DESCENSO AL INFIERNO
ORFEO

En la creación hay dolor, lirismo, desengaño, desesperación. Formas de


desolación congregadas en el fértil argumento de Orfeo, que nos propone uno de los
temas básicos de la ficción romántica: la búsqueda del amor perdido más allá de la
vida. Pero el personaje que realiza esa búsqueda no es un ser cualquiera: es un artista,
un hechicero de las fuerzas naturales. Lo que está en juego en su itinerario hacia el
mundo infernal no es únicamente la búsqueda de la mujer amada, sino la
recuperación de la inspiración creativa. Orfeo como artista no puede mirar atrás.

LA SANGRE DEL POETA

Poeta y cantor, Orfeo vive la trágica muerte de su esposa Eurídice, mordida por
una serpiente.
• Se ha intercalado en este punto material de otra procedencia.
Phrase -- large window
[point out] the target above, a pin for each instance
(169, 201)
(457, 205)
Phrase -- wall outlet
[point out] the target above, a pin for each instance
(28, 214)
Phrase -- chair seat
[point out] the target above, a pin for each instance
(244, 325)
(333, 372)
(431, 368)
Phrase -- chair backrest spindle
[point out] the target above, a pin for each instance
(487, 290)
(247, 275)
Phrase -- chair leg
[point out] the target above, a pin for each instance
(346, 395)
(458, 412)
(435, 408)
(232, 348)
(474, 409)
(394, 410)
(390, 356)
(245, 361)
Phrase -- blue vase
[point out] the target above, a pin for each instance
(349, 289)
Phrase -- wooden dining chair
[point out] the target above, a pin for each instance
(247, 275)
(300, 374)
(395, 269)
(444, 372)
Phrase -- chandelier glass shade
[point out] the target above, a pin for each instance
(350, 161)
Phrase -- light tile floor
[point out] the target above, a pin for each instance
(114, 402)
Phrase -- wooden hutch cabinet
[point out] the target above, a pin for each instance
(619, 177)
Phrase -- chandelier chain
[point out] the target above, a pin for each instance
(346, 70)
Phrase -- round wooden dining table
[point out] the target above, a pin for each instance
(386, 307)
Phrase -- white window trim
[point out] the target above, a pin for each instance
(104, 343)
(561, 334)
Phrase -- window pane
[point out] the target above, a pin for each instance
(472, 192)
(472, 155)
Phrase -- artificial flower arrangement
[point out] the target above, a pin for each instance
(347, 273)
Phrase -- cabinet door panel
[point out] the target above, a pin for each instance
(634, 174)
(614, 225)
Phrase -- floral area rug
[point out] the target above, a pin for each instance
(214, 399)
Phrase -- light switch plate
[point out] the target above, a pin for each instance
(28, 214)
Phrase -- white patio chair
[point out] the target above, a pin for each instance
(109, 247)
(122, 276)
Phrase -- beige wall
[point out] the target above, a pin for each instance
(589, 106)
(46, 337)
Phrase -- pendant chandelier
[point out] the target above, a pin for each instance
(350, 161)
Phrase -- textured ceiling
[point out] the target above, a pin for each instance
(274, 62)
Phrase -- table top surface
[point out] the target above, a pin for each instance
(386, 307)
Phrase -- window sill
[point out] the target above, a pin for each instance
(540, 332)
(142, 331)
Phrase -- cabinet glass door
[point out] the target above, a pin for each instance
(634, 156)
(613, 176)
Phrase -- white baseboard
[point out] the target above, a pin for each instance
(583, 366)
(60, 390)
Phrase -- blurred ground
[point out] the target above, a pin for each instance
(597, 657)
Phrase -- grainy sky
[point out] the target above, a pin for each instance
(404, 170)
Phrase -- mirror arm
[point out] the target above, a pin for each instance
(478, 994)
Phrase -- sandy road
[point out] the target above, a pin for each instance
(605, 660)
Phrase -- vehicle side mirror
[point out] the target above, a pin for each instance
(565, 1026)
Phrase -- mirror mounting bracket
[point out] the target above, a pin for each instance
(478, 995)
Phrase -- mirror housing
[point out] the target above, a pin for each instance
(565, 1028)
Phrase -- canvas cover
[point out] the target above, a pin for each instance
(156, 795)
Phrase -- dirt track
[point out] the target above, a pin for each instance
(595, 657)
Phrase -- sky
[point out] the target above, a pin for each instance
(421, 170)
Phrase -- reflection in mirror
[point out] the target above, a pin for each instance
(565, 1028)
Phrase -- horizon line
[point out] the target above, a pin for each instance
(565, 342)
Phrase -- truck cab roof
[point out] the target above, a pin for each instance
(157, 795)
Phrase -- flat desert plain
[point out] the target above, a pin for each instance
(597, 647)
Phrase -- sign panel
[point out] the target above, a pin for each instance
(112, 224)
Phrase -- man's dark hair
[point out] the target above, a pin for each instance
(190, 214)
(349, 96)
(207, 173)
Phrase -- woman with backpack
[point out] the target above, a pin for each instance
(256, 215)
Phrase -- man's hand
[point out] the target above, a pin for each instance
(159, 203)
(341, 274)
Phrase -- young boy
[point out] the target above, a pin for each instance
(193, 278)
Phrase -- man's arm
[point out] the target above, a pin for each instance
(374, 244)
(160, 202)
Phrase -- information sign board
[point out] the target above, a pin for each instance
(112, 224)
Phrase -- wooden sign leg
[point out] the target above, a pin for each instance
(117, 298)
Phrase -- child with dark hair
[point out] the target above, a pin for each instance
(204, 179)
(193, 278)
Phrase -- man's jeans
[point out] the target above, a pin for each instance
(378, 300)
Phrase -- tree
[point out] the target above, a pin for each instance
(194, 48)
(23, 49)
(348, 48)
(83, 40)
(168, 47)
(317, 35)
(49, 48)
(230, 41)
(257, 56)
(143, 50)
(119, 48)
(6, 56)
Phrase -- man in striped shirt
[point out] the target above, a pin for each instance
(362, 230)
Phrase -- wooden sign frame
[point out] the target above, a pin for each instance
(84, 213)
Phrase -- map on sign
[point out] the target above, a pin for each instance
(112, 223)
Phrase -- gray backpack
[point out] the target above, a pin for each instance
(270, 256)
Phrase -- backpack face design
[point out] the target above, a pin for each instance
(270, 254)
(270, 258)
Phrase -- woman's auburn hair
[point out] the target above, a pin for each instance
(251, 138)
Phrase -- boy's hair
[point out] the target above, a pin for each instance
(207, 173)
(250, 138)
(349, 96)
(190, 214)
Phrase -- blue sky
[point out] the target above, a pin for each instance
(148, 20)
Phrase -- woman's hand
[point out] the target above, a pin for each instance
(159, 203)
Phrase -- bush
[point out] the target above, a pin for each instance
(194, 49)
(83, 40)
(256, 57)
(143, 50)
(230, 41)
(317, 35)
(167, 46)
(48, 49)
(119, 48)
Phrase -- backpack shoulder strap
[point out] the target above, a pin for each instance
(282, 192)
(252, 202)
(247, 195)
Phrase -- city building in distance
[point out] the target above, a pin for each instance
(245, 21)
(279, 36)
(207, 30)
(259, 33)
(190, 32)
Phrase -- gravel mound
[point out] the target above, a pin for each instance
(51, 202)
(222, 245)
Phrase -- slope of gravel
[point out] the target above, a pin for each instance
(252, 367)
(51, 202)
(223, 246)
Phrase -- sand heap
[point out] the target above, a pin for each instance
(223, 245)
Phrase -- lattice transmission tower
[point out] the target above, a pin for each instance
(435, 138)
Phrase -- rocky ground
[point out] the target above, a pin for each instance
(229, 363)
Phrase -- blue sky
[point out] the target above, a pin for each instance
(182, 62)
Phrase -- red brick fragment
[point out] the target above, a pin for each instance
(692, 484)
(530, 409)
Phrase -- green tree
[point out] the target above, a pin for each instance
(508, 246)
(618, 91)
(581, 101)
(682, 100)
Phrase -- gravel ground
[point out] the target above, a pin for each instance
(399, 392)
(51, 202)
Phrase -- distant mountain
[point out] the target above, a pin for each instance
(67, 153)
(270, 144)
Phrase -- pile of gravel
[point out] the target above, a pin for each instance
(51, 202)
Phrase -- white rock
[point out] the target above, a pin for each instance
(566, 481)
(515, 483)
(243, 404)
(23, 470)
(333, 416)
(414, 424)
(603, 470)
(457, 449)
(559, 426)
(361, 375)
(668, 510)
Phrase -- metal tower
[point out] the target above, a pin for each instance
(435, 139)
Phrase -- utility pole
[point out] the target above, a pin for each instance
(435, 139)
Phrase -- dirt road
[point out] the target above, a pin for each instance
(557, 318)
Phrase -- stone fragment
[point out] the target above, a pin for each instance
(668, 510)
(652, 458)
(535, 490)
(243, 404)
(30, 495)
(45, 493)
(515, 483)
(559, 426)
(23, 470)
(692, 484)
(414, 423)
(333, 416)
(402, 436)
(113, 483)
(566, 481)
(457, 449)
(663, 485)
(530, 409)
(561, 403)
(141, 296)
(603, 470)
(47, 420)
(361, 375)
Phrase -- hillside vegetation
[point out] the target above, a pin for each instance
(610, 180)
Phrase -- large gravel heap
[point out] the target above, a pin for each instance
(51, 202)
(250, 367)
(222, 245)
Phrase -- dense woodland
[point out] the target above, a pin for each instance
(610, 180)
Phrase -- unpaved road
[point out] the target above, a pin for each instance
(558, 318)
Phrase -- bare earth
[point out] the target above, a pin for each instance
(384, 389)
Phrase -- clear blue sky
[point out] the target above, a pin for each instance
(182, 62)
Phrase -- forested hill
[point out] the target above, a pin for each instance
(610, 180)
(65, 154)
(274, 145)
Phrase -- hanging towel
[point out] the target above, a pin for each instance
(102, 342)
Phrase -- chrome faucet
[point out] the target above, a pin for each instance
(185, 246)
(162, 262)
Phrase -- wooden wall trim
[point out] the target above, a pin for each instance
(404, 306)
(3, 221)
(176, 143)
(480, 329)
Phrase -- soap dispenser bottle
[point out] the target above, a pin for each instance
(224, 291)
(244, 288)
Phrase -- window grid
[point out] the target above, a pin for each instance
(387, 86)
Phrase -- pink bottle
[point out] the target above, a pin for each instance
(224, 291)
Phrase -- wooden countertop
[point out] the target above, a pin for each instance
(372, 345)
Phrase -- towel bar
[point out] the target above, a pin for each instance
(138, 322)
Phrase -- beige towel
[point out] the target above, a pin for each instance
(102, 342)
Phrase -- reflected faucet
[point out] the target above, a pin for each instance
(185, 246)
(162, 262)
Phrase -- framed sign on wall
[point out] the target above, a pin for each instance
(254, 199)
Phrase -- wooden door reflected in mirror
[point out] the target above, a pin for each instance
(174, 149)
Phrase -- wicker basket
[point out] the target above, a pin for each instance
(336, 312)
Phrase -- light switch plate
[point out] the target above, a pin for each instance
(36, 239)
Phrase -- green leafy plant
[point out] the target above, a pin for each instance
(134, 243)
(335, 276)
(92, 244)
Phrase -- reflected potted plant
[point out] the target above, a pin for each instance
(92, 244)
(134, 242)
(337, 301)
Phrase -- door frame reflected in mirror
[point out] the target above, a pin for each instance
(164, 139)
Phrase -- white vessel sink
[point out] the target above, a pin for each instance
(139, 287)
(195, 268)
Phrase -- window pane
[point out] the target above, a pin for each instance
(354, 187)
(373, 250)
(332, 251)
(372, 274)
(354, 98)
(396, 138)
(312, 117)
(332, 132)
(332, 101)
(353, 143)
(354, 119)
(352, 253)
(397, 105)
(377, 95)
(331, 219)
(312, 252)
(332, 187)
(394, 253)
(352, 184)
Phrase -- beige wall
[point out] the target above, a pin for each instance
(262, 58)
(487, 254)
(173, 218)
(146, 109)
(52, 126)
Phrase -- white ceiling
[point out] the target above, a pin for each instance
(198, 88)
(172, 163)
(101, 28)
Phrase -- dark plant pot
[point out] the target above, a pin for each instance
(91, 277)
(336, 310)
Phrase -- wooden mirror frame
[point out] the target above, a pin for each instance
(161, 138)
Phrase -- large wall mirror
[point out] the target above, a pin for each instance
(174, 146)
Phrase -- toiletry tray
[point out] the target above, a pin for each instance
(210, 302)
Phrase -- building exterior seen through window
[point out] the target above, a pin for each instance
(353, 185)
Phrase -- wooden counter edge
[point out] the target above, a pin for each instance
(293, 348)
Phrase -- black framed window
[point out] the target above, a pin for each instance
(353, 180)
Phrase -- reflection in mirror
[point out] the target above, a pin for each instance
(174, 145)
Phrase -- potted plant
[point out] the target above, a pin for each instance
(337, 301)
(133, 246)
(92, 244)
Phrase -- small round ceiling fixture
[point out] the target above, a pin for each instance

Desesperado, el héroe decide descender al mundo de los muertos —el
Averno— para intentar rescatarla. Atraviesa la laguna Estigia y se presenta delante de
la reina Perséfone y el soberano de las sombras, Hades. Por medio de su canto pide
una nueva vida para Eurídice. Conmovidos por el arte órfico de la seducción estética,
los señores de las tinieblas le conceden lo que pide, pero con una condición: no puede
mirar a su esposa, que le seguirá hasta haber abandonado el valle del Averno. Orfeo
incumplirá el mandato: temeroso de que Eurídice no le siga, mirará hacia atrás y
descubrirá, con horror, que la mujer regresa al reino de las sombras. Orfeo se
desespera ante esta segunda muerte de Eurídice e intenta volver a buscarla: Caronte,
el barquero de la laguna que da entrada a la isla de los muertos, se lo impide. El poeta
se sienta en la orilla y permanece allí, prisionero del dolor de amor. Al cabo de siete
días desesperados se retira e inicia una vida errática en la que rechaza cualquier
contacto con las mujeres. Muchas de ellas desean unirse a él y se quejan de ser
rechazadas. Algún tiempo después las Ménades lo descubren, le atacan furiosamente,
lo matan y lo descuartizan. La sombra de Orfeo baja a las profundidades de la tierra y
allí se reencuentra con Eurídice. Ahora puede mirarla sin temor a perderla.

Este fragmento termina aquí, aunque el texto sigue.